Now construct a linear regression on all three predictor variables, i.e.

$$y_i ≈ \beta_0 + \beta_{TV} x^{TV}_i + \beta_{radio} x^{radio}_i + \beta_{newspaper} x^{newspaper}_i$$

Ensure that the intercept and linear regression coefficients are stored in the variables

 beta_0, beta_tv, beta_radio and beta_news

In [None]:
# YOUR CODE HERE
raise NotImplementedError()
print('y = %5.4f + %5.4f x TV + %5.4f x radio + %5.4f x newspaper' % (beta_0, beta_tv, beta_radio, beta_news))

In [None]:
assert np.abs(beta_0 - 2.9389) < 1e-4

What portion of the variance (between 0 and 1) is explained by this linear regression fit? Store your answer in the variable `explained_var`.

In [None]:
# YOUR CODE HERE
raise NotImplementedError()

In [None]:
print('The portion of the variance that can be explained by the full model is about %8.6f' % explained_var)

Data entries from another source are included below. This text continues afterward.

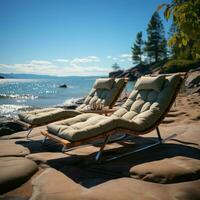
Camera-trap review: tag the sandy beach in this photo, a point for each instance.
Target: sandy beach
(172, 169)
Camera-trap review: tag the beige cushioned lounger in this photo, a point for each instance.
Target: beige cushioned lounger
(104, 91)
(142, 110)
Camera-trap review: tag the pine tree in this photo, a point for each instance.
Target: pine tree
(115, 67)
(156, 44)
(137, 49)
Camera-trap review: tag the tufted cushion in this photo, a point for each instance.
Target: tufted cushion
(103, 96)
(150, 83)
(141, 110)
(46, 115)
(104, 83)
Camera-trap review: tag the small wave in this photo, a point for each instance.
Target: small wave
(9, 110)
(18, 96)
(71, 101)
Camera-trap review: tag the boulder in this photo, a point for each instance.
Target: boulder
(52, 184)
(15, 171)
(169, 170)
(193, 81)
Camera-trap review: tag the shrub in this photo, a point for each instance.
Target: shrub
(174, 66)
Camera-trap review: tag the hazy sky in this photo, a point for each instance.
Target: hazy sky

Now perform a linear regression that incorporates only the predictors **TV** and **radio**.
Compute the $R^2$-value of this linear regression model and compare it to the $R^2$-value of the full multiple linear regression.

In [None]:
# YOUR CODE HERE
raise NotImplementedError()

In [None]:
print('The R^2 score for the model using TV and Radio as predictors is %8.6f' % R2_tv_radio)


You should observe that the $R^2$-score for the linear regression fit incorporating all three features is only marginally larger than the score using only **TV** and **radio** for the prediction.
Thus, it might be sufficient to exclude the **feature** newspaper from our prediction.

The procedure we did today is called *feature selection* is should be one of the first steps in every statistical learning problem.

### Part G: Computing the t-statistic for the full model

We have already seen, that the **t-test** comes in handy when one has to decide whether a coefficient for a single feature is significant or not.
As has been outlined in the lecture, one can also use the t-test in a multiple linear regression fit

$$ Y = X \beta + \varepsilon $$

while the intercept is incorporated into $X$, i.e. a column containing only ones is stacked in front of the original matrix $X$.

The formula to compute the test statistic in this generalized setting is

$$ t_j = \frac{\hat{\beta}_j}{\hat{\sigma} \sqrt{v_j}} $$

while $\hat \beta_j$ is the $j$-th entry of the coefficient vector

$$ \hat \beta = (X^\top X)^{-1} X^\top y, $$

$\hat{\sigma}$ is the unbiased estimate of $\sigma$, which is determined by

$$ \hat{\sigma} = \sqrt{\frac{1}{n-p-1} \, \sum_{i=1}^n (y_i - \hat{y}_i)^2} $$

and $v_j$ is the $j$-th diagonal element of the matrix $(X^\top X)^{-1}$.

Then $t_j$ is distributed according to a $t$-distribution with $n-p-1$ degrees of freedom (dofs). 

**Task**: Compute the values in the following statistic and try to print it in a similar way. 

| Coefficient | Estimate | SE | t-statistic | p-value |
|:-----------------|-----------|-------|-------------|---------|
| $\beta_0$ | 2.939 |0.3119 | 9.42 | < 0.0001|
| $\beta_{TV}$ | 0.046 |0.0014 | 32.81 | < 0.0001|
| $\beta_{radio}$ | 0.189 |0.0086 | 21.89 | < 0.0001|
| $\beta_{news}$ | −0.001 |0.0059 | −0.18 | 0.8599 |




In [None]:
# YOUR CODE HERE
raise NotImplementedError()